Il voulait se rattraper. Son nom, Alistair. Il souhaitait lui faire des excuses pour ses gaffes et sa maladresse après avoir contourné les casiers des vestiaires mais le bonhomme avait déjà disparu. Son corps massif, musclé, sa silhouette un peu empâtée. Il prenait de la place pourtant, même avec des vêtements légers, bermuda sombre et vareuse en coton à motifs colorés. Évaporé.

Ashe n’avait jamais eu l’intention de l’embarrasser ou de le choquer. Et il savait qu’il l’avait vraiment choqué. D’ailleurs il n’avait compris qu’à ce moment clé, dans la cabine, et à ce moment-là seulement, qu’Alistair était aborigène.
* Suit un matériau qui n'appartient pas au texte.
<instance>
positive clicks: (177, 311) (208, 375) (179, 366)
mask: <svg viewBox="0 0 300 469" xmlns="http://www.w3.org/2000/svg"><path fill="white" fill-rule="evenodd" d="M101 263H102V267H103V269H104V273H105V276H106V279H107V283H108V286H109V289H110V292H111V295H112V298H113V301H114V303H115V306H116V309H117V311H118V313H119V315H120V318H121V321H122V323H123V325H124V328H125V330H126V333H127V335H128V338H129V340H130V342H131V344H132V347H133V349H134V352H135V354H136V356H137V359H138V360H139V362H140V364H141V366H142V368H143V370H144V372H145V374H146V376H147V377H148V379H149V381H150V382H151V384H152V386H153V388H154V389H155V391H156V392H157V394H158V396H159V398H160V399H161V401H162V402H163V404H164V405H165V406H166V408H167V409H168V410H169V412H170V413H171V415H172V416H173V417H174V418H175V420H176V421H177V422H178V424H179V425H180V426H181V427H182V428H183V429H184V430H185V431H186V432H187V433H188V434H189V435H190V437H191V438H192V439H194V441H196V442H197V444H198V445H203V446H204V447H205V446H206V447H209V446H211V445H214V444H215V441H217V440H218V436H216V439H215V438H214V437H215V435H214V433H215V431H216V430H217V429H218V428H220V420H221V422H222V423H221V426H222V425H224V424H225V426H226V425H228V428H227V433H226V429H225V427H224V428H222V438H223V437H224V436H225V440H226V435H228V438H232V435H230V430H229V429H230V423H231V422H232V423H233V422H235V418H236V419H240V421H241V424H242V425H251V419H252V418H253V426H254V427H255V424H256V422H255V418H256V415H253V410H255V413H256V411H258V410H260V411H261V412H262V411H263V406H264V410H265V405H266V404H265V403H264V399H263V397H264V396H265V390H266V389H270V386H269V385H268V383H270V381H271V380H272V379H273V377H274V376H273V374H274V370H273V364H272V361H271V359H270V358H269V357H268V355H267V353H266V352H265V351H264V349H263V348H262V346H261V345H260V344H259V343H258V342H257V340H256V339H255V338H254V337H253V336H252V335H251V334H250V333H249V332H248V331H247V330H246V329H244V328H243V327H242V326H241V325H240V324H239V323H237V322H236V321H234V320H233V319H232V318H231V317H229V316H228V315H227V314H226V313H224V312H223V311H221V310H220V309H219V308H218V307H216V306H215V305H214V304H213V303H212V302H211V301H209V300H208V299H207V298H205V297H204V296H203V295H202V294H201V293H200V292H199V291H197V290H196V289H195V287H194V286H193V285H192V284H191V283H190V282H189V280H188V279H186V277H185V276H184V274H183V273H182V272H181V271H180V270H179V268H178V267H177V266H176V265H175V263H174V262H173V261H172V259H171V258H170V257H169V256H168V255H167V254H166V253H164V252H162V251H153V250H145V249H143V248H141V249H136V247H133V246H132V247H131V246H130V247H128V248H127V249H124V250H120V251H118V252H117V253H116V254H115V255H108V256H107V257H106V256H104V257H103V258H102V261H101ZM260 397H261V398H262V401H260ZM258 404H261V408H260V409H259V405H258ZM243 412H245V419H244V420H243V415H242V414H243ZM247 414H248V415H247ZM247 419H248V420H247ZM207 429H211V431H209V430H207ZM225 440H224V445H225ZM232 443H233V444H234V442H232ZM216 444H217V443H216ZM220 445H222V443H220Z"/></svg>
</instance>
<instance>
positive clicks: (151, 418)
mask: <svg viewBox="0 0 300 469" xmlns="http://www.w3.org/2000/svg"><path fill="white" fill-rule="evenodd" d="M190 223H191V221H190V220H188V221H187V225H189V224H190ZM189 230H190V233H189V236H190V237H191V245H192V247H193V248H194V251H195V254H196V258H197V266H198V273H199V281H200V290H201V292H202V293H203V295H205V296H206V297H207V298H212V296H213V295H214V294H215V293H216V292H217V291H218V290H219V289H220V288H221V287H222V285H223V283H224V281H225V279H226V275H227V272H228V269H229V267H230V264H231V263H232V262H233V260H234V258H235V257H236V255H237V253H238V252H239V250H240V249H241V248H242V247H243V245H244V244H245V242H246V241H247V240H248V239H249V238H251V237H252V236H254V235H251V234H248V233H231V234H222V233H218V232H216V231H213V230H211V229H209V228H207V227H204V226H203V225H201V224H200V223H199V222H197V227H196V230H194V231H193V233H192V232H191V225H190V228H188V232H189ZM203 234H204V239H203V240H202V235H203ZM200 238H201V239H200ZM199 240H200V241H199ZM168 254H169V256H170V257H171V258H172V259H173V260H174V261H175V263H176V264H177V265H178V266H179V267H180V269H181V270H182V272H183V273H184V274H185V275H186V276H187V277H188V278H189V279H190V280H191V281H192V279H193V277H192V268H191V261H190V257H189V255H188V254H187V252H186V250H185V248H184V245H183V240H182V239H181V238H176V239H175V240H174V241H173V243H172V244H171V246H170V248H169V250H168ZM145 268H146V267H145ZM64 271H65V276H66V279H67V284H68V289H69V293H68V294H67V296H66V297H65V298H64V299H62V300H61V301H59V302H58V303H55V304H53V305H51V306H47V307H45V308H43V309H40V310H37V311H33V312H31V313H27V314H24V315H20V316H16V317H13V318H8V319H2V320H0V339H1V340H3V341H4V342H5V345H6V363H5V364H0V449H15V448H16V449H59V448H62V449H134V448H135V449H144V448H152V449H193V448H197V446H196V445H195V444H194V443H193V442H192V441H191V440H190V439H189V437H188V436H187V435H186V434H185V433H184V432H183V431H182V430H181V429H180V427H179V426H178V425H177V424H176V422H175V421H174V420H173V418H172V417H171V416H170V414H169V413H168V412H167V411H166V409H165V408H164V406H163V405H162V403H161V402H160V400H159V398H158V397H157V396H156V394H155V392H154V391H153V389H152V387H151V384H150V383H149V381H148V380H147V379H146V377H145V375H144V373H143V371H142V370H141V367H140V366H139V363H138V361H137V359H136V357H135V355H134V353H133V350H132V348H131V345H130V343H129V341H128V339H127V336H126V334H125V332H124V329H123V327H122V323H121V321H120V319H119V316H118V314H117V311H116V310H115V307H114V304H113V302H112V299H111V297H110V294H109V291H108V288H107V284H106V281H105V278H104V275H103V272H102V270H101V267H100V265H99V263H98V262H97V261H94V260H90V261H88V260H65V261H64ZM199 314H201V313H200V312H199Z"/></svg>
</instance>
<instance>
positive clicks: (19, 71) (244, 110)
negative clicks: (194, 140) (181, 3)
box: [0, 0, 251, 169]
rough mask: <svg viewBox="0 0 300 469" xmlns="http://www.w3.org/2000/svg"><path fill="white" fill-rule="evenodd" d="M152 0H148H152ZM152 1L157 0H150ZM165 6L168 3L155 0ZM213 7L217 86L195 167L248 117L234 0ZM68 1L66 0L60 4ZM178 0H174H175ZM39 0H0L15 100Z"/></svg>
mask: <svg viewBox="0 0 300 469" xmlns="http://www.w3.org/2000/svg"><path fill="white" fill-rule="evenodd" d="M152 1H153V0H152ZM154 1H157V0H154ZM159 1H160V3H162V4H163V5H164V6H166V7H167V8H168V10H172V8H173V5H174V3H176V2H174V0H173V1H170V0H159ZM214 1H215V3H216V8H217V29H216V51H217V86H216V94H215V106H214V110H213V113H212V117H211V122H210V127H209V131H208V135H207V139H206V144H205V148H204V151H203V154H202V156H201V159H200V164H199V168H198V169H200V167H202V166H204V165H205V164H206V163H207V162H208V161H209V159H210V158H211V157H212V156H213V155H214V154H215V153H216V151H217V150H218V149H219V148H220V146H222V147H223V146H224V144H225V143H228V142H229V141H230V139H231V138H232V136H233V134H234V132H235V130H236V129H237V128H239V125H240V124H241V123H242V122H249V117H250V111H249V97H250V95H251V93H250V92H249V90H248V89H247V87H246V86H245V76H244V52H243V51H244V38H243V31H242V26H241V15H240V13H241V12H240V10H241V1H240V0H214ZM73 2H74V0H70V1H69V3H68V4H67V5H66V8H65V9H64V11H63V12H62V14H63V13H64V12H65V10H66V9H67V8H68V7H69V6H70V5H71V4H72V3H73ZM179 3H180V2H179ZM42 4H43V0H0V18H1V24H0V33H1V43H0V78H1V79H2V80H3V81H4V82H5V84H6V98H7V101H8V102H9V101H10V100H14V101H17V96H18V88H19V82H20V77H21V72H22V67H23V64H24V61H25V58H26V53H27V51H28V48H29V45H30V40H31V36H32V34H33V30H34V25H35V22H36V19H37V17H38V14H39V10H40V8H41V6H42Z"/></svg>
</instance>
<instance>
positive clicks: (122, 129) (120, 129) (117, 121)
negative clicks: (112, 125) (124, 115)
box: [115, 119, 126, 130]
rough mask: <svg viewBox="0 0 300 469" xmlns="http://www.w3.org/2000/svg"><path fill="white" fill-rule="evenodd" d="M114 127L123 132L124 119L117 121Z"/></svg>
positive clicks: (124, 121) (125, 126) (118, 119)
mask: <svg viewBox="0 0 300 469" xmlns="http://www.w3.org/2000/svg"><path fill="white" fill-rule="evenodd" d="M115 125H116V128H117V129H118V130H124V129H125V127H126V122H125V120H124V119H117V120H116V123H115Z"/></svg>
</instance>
Était-ce cela qui l’avait inconsciemment attiré ? Sa jeunesse aussi peut-être, il n’avait pas trente ans. Et ses traits durs, son air de vous toiser. Une fierté.

D’abord il y avait eu un premier regard, l’hésitation d’Ashe et l’embarras de l’autre, presque vingt ans de différence tout de même. Ça ne compte pas ces choses-là dans le milieu mais il se posait toujours des questions. Incorrigible. Alors, il avait poussé Alistair dans une cabine, comme un défi. Ils s’étaient regardés dans l’ombre. Il avait voulu le caresser, l’embrasser peut-être. Au début le jeune homme s’était laissé faire, sur le torse, sur les cheveux crépus, sur les bras. Quand Ashe avait voulu descendre plus bas il s’était retourné brusquement, semblant préférer une étreinte rapide et peut-être violente. Ce n’était pas ce que voulait Ashe qui avait envie de tendresse, de sensualité, d’amitié peut-être. Alistair voulait plus, plus fort, tout de suite. Ashe s’était alors rapproché, il poursuivait une idée. Il avait passé son bras devant, vers le sexe. Le garçon bandait. À cet instant précis, Alistair s’était rebiffé et, sans un mot, il était sorti en vitesse de la cabine en laissant Ashe sur sa faim. Et sur sa gaffe.

Ashe avait touché son sexe et il avait senti sa particularité. Il avait compris en une seconde d’embarras foudroyant qu’Alistair était vraiment aborigène. Mais comment pouvait-il savoir cela avant ?

De sa main il avait caressé la bite du jeune homme, et il avait eu un choc. Il avait insisté une seconde de trop. D’accord, il n’aurait pas dû. Mais il avait bien senti le gland ouvert, coupé en deux, comme on le ferait pour un fruit. Une mutilation, sans doute au cours d’une cérémonie d’initiation barbare. Cela l’avait pétrifié et il était resté sans bouger pendant de longues minutes sur le lit de repos. L’autre s’était enfui.

Ensuite il l’avait cherché au vestiaire, car il n’avait eu qu’une envie, le retrouver, lui sourire, s’excuser, lui offrir un verre, enfin tout ce qu’on peut faire, tout ce qu’on veut faire dans ces moments-là entre gens civilisés.

Civilisés.

Questions. Culpabilité. Ashe était bien au cœur du problème. Il y était brutalement confronté sans le vouloir. Il réalisait qu’il avait toujours évité de regarder cette réalité en face depuis qu’il vivait en Australie. Une réalité invisible. Comme eux, les Aborigènes. Transparents, immobiles. Comme nos yeux sur eux. Le regard qui glisse, et qui ne s’arrête jamais. Et comment on les oublie aussitôt.

Cette fois Ashe n’avait pas envie d’oublier.